- The paper introduces a feature scattering-based adversarial training method that generates unsupervised, collaborative adversarial examples to overcome label leaking.
- The paper leverages optimal transport to maximize the feature matching distance between clean and perturbed samples within a bilevel optimization framework.
- Experimental results on CIFAR10, CIFAR100, and SVHN show significant improvements in adversarial robustness, with CIFAR10 accuracy increasing by 25.6% over previous methods.
Defense Against Adversarial Attacks Using Feature Scattering-based Adversarial Training
This paper presents an innovative feature scattering-based adversarial training method to enhance model robustness against adversarial attacks. Traditional adversarial training methods utilize a supervised scheme for generating adversarial samples, often encountering issues like label leaking. The proposed approach distinguishes itself by adopting an unsupervised methodology to generate adversarial images via feature scattering in the latent space, effectively circumventing the challenge of label leaking. Moreover, this approach emphasizes collaborative perturbation generation by considering inter-sample relationships, as opposed to treating each sample in isolation.
Main Contributions
The paper makes several contributions to improve adversarial training:
- Novel Approach: It introduces a feature-scattering technique for creating adversarial images in an unsupervised, collaborative fashion. This method diverges from the traditional minimax formulation common in adversarial training.
- Bilevel Optimization: The research explores an adversarial training formulation that fits within a broader category of bilevel optimization problems.
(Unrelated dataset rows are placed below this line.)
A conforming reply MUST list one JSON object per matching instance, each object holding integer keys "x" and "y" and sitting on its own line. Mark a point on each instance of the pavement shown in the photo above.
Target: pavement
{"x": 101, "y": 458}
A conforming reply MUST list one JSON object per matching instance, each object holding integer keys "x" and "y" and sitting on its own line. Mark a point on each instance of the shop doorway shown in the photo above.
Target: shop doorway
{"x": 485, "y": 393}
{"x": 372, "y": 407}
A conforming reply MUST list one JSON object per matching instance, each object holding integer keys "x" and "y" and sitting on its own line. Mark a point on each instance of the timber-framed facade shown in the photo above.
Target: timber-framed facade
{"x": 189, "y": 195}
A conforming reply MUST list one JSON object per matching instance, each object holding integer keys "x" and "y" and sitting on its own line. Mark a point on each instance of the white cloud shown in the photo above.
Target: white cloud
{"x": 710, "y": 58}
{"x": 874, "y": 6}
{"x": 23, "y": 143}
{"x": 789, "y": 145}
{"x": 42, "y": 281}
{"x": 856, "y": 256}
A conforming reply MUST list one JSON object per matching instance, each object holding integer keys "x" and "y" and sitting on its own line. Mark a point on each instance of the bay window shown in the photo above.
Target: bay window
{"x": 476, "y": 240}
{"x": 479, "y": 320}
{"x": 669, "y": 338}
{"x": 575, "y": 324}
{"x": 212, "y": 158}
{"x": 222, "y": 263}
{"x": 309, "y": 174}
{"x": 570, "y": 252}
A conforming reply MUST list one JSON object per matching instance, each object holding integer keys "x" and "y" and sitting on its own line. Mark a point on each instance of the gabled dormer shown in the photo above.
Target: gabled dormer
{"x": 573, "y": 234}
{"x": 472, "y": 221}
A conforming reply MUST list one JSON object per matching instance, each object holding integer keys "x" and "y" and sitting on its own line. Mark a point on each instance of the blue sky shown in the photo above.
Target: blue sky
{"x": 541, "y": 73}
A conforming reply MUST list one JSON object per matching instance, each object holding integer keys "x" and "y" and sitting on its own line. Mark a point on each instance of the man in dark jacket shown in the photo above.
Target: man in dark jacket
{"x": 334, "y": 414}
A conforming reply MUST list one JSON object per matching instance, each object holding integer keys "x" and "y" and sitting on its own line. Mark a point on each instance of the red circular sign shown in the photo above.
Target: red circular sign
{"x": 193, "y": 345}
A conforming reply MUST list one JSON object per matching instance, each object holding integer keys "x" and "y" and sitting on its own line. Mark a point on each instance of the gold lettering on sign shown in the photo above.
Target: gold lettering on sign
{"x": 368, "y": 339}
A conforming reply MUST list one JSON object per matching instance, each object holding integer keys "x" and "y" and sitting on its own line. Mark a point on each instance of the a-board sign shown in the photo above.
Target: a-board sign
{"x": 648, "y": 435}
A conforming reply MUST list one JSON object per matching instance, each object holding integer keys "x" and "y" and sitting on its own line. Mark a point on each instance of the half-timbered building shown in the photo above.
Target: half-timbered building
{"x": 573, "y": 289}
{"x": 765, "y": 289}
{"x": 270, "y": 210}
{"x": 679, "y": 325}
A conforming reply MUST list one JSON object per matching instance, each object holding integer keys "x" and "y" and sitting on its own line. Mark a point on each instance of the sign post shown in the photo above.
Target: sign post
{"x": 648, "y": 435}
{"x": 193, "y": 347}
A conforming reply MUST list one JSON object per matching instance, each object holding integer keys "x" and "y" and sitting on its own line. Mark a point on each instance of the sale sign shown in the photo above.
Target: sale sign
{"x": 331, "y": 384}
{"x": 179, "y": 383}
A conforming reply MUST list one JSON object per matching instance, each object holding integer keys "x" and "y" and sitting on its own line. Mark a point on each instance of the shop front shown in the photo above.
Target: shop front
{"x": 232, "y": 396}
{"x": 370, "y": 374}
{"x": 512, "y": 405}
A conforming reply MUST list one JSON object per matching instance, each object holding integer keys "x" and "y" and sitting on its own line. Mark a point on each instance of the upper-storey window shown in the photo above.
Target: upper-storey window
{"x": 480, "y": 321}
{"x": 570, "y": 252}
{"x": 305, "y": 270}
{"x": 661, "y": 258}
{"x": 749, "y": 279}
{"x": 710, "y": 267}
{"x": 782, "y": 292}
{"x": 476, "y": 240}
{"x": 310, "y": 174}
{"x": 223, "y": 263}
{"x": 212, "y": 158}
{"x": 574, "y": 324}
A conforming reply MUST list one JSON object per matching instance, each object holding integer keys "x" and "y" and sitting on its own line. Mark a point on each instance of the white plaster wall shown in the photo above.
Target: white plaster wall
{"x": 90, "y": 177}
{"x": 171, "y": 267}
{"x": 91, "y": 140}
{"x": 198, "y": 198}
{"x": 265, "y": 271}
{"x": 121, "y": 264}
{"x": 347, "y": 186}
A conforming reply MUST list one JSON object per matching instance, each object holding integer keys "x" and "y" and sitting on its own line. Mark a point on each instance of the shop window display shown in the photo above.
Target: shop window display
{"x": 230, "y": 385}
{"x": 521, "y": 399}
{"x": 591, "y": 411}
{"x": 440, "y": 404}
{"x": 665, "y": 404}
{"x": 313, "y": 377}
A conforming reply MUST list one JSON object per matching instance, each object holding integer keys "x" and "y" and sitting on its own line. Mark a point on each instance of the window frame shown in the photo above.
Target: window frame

- Robustness Analysis: Through extensive experimentation on various datasets, the paper analyzes the effectiveness of feature scattering in comparison to state-of-the-art adversarial training techniques.
Methodology
The feature scattering method relies on maximizing the feature matching distance between empirical distributions derived from clean and perturbed samples. The optimal transport (OT) distance serves as the metric for this comparison, leveraging ground features extracted from the data. This technique seeks to maintain the inter-sample structural integrity while generating adversarial perturbations, thus averting the pitfalls associated with label-guided adversarial examples that may deviate from the data manifold.
Experimental Results
The efficacy of the proposed approach is validated on benchmark datasets such as CIFAR10, CIFAR100, and SVHN:
- On CIFAR10, the proposed method achieves a significant accuracy of 70.5% under a standard 20-step PGD attack, outperforming prior methods by notable margins (e.g., improving over the Madry method by 25.6%).
- Experiments on CIFAR100 and SVHN further consolidate the robustness of the proposed approach, demonstrating substantial improvements in adversarial accuracy against white-box attacks compared to existing models.
Implications and Future Directions
The implications of this research are two-fold. Practically, the feature scattering method facilitates the training of models that are inherently more robust to adversarial attacks without incurring the time and computational resource penalties associated with traditional adversarial training iterations. Theoretically, it opens avenues for leveraging inter-sample features more effectively, encouraging exploration in collaborative perturbation techniques across machine learning domains.
Future research can further refine this unsupervised adversarial sample generation approach, potentially integrating other structural learning paradigms and exploring its applications in various domains beyond image classification, such as object detection and natural language processing. Additionally, investigating the theoretical bounds of adversarial robustness achievable through such collaborative methods can yield deeper insights into the limitations and capabilities of current adversarial defense strategies.